There are parents and advocates out their consider video games a menace, but fighters like Demetrious Johnson and Sean O’Malley would beg to differ. Count Espinosa among them. He says video games are not only a way to relax between training sessions, but once served as a key component in keeping him away from the street life.
“As a kid it was more a way to get away from everything. It helped me not to deal with some stuff that was going on in my life,” he told Bloody Elbow ahead of his fight with Alex Perez at UFC Raleigh . “Or at least a distraction or coping mechanism for some of the negative things that were going on in my life.”

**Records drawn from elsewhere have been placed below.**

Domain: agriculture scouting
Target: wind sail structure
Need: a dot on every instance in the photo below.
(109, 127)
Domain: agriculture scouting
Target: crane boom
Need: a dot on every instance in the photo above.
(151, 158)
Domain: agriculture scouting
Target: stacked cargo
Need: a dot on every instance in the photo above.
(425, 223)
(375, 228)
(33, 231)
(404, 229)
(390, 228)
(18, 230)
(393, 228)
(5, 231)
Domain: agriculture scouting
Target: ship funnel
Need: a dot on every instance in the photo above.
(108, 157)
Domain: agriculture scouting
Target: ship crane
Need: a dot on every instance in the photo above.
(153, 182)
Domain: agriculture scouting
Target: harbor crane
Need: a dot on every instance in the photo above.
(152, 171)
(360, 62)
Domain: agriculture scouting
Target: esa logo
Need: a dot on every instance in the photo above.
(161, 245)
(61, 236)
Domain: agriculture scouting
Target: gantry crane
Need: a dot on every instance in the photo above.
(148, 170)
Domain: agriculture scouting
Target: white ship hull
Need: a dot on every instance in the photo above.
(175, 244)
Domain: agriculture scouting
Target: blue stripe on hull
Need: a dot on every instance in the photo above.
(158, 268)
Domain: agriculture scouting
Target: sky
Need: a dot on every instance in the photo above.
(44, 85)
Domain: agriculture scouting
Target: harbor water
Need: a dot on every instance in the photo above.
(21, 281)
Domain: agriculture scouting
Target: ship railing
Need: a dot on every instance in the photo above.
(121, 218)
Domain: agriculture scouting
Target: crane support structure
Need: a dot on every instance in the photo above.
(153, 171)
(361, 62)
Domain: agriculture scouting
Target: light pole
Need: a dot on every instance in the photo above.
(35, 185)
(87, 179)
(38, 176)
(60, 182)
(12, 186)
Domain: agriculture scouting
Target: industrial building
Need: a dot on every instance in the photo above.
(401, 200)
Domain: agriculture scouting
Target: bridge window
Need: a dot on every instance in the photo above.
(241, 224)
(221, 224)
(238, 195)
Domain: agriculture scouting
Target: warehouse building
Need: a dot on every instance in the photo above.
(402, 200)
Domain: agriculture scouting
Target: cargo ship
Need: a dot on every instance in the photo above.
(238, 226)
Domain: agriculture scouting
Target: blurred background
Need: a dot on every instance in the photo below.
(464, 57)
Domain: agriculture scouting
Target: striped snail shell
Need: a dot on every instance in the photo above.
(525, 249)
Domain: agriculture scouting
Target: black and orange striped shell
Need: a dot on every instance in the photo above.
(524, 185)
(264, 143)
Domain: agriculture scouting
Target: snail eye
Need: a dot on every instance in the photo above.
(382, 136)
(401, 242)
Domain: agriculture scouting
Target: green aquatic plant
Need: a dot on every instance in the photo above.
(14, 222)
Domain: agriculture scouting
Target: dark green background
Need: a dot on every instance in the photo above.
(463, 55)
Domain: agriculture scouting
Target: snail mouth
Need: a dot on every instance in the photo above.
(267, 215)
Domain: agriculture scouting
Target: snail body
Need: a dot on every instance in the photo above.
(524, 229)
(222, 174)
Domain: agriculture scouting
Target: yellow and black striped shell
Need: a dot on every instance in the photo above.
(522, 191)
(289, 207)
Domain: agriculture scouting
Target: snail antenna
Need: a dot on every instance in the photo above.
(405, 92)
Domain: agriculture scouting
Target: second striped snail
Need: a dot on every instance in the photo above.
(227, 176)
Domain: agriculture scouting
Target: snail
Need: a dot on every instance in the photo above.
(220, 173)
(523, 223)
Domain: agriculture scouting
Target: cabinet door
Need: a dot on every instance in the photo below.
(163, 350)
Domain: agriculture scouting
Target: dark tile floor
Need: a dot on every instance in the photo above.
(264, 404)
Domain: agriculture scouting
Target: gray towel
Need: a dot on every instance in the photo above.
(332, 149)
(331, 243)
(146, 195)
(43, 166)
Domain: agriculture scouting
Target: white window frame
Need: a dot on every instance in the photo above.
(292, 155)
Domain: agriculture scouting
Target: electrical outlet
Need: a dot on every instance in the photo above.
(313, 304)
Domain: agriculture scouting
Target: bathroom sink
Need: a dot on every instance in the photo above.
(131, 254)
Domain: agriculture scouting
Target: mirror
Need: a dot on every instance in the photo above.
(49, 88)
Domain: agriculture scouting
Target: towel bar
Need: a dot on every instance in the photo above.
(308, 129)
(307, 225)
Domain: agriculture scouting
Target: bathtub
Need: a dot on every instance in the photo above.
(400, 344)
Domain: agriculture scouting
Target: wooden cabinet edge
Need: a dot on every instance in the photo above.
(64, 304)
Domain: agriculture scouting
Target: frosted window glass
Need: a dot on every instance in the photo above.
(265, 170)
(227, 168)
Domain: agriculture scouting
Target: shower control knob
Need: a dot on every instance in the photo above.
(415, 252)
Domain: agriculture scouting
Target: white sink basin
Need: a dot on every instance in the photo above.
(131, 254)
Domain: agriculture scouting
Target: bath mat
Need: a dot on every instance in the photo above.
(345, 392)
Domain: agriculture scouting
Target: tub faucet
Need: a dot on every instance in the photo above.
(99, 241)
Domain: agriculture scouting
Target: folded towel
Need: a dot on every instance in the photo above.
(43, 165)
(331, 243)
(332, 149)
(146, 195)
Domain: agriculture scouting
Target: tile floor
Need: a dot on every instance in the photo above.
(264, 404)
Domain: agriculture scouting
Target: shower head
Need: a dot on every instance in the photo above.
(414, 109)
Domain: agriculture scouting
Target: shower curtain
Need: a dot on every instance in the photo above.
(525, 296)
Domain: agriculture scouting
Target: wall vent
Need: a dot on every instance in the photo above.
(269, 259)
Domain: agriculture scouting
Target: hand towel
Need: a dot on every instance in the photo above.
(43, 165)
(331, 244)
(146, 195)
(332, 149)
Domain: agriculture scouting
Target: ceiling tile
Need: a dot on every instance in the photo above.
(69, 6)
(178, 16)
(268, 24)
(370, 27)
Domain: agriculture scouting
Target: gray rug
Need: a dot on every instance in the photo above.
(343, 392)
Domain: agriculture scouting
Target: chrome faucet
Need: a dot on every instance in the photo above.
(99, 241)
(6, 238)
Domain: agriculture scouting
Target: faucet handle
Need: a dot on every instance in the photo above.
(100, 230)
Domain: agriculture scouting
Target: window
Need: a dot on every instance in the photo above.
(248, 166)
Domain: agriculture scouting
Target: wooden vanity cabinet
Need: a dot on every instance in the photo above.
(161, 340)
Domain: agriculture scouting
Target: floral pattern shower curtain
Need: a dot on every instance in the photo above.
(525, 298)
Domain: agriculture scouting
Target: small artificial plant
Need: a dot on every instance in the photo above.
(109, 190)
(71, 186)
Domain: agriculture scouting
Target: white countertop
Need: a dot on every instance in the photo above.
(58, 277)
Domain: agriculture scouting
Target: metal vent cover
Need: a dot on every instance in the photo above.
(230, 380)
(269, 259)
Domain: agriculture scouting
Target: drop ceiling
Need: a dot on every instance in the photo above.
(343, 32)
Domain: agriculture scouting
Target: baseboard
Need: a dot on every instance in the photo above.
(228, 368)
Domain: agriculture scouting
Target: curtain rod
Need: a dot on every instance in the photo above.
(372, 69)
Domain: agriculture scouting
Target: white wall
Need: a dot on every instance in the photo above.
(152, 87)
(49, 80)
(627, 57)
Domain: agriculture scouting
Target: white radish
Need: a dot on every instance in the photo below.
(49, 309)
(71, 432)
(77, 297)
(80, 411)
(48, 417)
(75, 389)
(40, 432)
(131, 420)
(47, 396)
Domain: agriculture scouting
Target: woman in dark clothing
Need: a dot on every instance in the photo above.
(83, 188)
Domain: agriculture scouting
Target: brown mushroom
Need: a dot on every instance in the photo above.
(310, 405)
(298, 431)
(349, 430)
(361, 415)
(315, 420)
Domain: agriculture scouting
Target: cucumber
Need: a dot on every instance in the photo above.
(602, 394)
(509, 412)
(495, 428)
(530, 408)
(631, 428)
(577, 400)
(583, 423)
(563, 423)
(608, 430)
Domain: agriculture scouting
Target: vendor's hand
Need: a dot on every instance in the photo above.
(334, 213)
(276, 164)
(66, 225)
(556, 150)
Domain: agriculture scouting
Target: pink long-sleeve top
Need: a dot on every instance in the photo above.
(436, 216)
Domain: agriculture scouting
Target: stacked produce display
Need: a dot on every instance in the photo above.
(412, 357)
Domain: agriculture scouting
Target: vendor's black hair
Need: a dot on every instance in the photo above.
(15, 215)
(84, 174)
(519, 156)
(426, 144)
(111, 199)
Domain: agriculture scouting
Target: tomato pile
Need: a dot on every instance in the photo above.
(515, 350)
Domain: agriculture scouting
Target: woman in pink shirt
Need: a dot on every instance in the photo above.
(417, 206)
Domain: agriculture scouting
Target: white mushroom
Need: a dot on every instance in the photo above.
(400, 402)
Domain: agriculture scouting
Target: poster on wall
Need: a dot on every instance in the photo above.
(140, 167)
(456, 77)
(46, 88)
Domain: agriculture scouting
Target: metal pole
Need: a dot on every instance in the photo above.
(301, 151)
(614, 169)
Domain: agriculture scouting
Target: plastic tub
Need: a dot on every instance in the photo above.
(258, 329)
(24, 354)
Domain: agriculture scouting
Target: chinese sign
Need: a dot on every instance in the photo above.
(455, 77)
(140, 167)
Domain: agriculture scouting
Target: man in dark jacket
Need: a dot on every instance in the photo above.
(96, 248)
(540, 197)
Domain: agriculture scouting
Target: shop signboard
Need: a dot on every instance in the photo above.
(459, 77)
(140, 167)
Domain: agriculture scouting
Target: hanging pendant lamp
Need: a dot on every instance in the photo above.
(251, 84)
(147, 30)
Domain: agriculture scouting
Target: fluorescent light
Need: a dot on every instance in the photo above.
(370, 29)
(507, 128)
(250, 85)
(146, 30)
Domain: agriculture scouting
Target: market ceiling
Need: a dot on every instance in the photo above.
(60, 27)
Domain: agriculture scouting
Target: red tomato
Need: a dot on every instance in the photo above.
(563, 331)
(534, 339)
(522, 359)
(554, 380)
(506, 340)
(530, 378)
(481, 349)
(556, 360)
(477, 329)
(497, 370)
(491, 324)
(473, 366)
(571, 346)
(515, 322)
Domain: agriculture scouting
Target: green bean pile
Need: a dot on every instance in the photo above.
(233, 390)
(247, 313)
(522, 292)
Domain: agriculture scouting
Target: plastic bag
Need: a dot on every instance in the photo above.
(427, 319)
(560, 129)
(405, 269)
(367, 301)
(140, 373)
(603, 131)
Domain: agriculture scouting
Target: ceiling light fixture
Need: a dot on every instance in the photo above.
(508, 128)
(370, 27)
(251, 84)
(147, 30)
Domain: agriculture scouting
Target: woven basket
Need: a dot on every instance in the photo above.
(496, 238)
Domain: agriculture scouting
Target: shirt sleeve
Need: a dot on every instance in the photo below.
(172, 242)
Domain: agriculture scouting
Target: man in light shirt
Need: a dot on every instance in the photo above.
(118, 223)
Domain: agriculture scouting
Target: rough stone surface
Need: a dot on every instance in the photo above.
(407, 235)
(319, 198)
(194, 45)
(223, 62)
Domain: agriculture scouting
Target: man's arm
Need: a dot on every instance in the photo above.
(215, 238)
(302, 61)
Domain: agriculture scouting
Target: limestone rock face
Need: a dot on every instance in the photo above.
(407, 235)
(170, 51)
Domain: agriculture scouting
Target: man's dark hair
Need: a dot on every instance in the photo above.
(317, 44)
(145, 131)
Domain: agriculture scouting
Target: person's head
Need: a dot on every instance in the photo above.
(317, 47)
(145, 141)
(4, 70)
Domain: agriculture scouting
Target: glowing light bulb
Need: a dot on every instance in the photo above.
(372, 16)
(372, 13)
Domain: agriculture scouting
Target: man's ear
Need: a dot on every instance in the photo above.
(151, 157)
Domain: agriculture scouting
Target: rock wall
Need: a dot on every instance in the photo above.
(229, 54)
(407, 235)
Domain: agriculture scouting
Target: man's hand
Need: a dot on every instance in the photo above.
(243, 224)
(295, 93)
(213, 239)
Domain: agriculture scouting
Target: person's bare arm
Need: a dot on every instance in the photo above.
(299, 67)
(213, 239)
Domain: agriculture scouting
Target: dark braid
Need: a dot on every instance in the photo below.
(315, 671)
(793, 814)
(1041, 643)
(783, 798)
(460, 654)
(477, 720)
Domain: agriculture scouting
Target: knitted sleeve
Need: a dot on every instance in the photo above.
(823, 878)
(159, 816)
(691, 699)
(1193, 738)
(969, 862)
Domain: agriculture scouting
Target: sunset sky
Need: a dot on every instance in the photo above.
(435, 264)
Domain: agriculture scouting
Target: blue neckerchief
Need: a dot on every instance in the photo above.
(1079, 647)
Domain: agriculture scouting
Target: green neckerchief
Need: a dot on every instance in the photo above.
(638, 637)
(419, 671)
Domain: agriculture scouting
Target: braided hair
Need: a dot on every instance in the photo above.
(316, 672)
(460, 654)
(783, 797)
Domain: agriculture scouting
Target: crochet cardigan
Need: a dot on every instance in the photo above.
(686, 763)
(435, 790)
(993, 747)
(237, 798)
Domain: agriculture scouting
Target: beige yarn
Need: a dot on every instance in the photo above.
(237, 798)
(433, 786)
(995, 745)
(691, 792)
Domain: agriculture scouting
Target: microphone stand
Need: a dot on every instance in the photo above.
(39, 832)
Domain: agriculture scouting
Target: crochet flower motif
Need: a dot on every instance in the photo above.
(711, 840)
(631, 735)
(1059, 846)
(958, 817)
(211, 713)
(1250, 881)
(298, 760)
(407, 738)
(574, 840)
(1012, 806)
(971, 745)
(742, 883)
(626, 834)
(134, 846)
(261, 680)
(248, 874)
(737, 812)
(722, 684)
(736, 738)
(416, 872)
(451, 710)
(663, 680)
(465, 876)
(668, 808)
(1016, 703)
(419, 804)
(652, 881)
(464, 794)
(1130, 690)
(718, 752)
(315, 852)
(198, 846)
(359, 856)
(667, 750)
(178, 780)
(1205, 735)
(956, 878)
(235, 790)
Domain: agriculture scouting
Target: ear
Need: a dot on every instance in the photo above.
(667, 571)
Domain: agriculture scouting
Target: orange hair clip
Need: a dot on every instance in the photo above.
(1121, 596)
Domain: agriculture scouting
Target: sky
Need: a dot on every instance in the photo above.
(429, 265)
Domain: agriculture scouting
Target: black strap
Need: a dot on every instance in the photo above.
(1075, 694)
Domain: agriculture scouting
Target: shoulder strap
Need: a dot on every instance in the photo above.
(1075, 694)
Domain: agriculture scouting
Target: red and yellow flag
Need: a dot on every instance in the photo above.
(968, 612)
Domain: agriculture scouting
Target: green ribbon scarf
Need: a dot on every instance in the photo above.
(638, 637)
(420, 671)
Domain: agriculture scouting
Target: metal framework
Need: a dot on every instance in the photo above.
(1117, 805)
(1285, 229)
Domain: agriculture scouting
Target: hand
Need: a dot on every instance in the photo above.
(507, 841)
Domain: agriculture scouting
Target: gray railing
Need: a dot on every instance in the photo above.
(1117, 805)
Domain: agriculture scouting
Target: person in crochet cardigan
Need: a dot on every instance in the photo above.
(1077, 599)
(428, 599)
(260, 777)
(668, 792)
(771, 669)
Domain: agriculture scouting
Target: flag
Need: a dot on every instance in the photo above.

“I grew up in a rough area, I moved constantly. My early elementary, most of it was in Northwest, Indiana [and] East Chicago, Indiana. Pretty rough area. My parents got divorced so I moved in with my mom. That was Memphis, Tennessee, another rough area. Came out here [Albuquerque, New Mexico], ended up losing our house,” he elaborated. “I had to live with my wrestling coach. Different things that happened as a kid. Luckily, cause of my wrestling coach and because of sports I was able to stay on the right path. Outside of sports, video games helped keep me staying a nerd and not doing stuff in the streets. So I’m grateful for it.”
Espinosa credits his wrestling coaches for keeping him on the straight and narrow. As he continues to climb the UFC ranks, his upbringing reminds him that not everyone is so fortunate when it comes to role models and support systems.
“I was probably a bit lucky and more fortunate than most because I had several people — especially in my high school days — that were parental figures or big brother figures,” he shared. “My wrestling coach is just one of many. My assistant wrestling coaches also helped me. It was big. If I didn’t have those people, I probably wouldn’t have wrestled and in turn I wouldn’t have fought. My life would have been completely different. Who knows where I’d be today. I’m very grateful, very fortunate. I realize a lot of people don’t get that opportunity to have people who look out for them or care for them.”
Espinosa (14-6) looks to get back in the win column against Perez (22-5) at UFC Raleigh on Jan. 25. The event is headlined by heavy-hitting heavyweights Curtis Blaydes and Junior dos Santos. Rafael dos Anjos vs. Michael Chiesa serves as the co-main event.